Paul devant le musée Rodin de Philadelphie.

Paul de son côté a dû baisser pavillon contre son adversaire après avoir livré un combat enlevant. Durant l’après-midi et avant l’orage majeur qui s’est abattu sur la ville, nous sommes allés au Reading Terminal et aussi au Musée Rodin.

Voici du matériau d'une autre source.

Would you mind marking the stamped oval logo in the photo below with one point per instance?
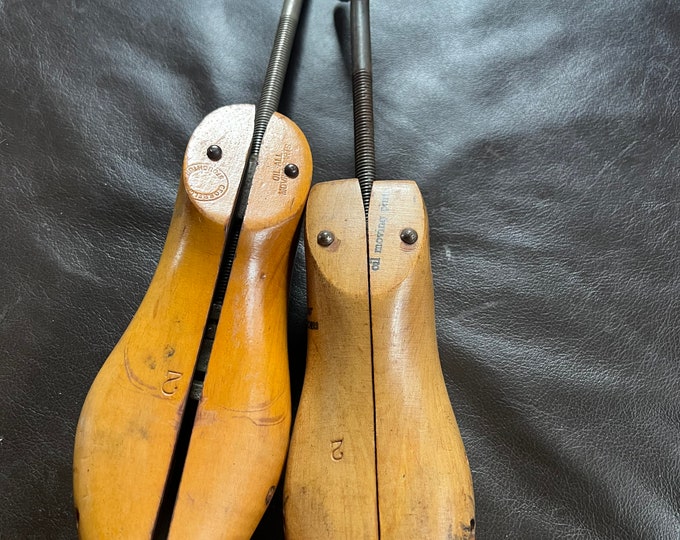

Le Reading Terminal est une immense foire vouée à la restauration et à la vente de produits frais. Il y a foule; les odeurs et les arômes de cuisine et de bonne chair nous assaillent de partout, sans parler du bruit qui y reste assourdissant. Le choix de nourriture potentielle est énorme dans cette vaste et diabolique caverne. Nous voulions prendre un petit repas et avons décidé d’essayer un sandwich au Corned Beef. Cela ressemble un peu à un sandwich au Smoke Meat, mais en trois fois plus gros. Une fois placée la commande, pas question de revenir en arrière. Nous savourons « involontairement » un repas qui efface presque totalement le besoin d’aller souper le soir.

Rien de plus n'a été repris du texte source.